Effects of stress and stress hormones on amyloid-beta protein and plaque deposition

Abstract

Growing evidence indicates that physical and psychosocial stressors, in part acting through the hypothalamic-pituitary-adrenal (HPA) axis, may accelerate the process of Alzheimer's disease (AD). In this review, we summarize recent research related to the effects of stress and stress hormones on the various disease process elements associated with AD. Specifically, we focus on the relationships among chronic stressors, HPA axis activity, amyloid-beta protein, and amyloid-beta plaque deposition in mouse models of AD. The potential mechanisms by which stress and stress-related components, especially corticotrophin-releasing factor and its receptors, influence the pathogenesis of AD are discussed.

Fig. 1

Thioflavin S fluorescence stains indicate that relatively smaller sizes of Aβ-plaques were distributed in the cortex (panel A and D), hippocampus (panel B and E), even in the stratum (panel C) [40, 80] after 6 months of isolation stress in the Tg+ mice brain, which were rare in Tg+ mice in age-matched group-housed controls. ELISA analysis indicates Aβ_1–40 and Aβ_1–42 levels in brain tissue were significantly increased in Aβ_1–40 (panel F) and Aβ_1–42 (panel G) in the 6 months isolation-stressed Tg+ mice as compared with group-housed Tg+ mice at the same age [87].

Fig. 2

Plasma corticosterone levels in Tg+ and Tg− mice. Regardless of housing condition, plasma corticosterone levels were significantly higher in Tg+ mice than Tg− mice. Plasma corticosterone levels were dramatically increased in both Tg+ and Tg− mice after 24 weeks of isolation stress [80].

Fig. 3

Quantitative analysis of GR and CRFR1 expression in Tg+ and Tg− mice. GR-immunoreactive cell density was significantly increased in isolated Tg+ mice as compared with group-housed Tg+ mice in the cortex and the hippocampus (A, B). CRFR1-immunoreactive cell density was significantly increased in the cortex of isolated Tg+ mice as compared with group-housed Tg+ mice and isolated Tg− mice.
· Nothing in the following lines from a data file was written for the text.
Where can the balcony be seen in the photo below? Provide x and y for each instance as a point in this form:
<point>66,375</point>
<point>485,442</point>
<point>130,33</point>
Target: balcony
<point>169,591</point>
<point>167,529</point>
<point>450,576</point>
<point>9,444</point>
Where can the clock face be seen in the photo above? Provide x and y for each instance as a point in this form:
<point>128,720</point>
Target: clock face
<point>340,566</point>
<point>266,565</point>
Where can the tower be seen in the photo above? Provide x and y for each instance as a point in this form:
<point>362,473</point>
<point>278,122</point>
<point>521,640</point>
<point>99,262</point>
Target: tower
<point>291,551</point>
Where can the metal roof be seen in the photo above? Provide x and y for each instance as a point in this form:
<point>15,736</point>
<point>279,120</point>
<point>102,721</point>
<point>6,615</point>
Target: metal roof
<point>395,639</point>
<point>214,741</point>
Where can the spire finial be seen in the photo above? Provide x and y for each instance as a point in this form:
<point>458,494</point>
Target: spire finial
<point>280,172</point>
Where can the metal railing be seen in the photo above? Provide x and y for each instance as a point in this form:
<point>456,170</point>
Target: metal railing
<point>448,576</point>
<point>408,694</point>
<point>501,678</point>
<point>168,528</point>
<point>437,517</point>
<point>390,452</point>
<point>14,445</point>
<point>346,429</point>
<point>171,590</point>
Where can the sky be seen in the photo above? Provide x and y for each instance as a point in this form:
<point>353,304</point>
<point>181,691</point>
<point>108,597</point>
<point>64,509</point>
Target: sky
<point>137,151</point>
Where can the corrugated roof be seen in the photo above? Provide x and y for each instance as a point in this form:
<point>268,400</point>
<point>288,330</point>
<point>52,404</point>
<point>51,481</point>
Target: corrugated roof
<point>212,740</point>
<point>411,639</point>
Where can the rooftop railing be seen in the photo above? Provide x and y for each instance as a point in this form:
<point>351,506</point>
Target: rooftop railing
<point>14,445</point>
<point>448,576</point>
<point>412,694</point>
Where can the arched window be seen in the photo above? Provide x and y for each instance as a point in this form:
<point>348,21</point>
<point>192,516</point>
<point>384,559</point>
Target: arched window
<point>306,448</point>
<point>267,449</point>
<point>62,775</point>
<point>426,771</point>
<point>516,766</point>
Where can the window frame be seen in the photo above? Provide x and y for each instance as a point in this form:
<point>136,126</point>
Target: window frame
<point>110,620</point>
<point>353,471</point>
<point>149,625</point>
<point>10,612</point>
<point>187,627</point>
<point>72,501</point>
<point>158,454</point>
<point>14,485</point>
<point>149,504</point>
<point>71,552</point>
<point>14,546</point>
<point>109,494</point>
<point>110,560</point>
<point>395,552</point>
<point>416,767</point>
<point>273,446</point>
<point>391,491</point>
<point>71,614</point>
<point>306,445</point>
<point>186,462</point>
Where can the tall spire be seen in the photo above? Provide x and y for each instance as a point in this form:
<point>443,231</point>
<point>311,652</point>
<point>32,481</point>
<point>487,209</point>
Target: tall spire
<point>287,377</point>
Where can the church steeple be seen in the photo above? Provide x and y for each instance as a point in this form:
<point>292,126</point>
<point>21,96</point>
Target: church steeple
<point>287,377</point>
CRFR1-immunoreactive cell density was significantly decreased in the cortex of isolated Tg− mice as compared with group-housed Tg− mice (C). CRFR1 immunoreactive cell density was significantly increased in the hippocampus of isolated Tg+ mice as compared with group-housed Tg+ mice and isolated Tg− mice, but there was no significant change between group-housed Tg− mice and isolated Tg− mice (D) [87].

Fig. 4

CRF was administrated by reverse microdialysis in the hippocampus of 3- to 4-month-old Tg2576 mice. (A) 100nM CRF in the microdialysis fluid resulted in an increase ISF Aβ levels at 3h after drug infusion, whereas 200nM CRF increased ISF Aβ levels immediately after drug infusion (n = 5 per group). (B) Both 100 and 200nM CRF increase ISF Aβ levels in a dose-dependent manner, reaching 138.3 = 7.027% and 171.9 = 17.83% of baseline by 12 h, respectively (P < 0.0001 and P < 0.0001, respectively). (C) Three-hour restraint stress increased ISF Aβ levels to 132 ± 6.896% compared with baseline 13h after the beginning of stress initiation (P < 0.003; n = 10 for stress). Treatment with α-helical CRF9–41 (αCRF9–41), a CRF receptor antagonist, given 30 min before restraint stress until the end of the experiment, blocked the stress-induced increase in ISF Aβ levels (P < 0.006; n = 5 for stress + αCRF9–41) [9].

Fig. 5

Schematic diagram depicting the theorized involvement of corticotrophin-releasing factor (CRF) in the regulation of Aβ. Stress stimulates classic hormonal and neuroregulator-like functions that may directly or indirectly influence Aβ creation and deposition.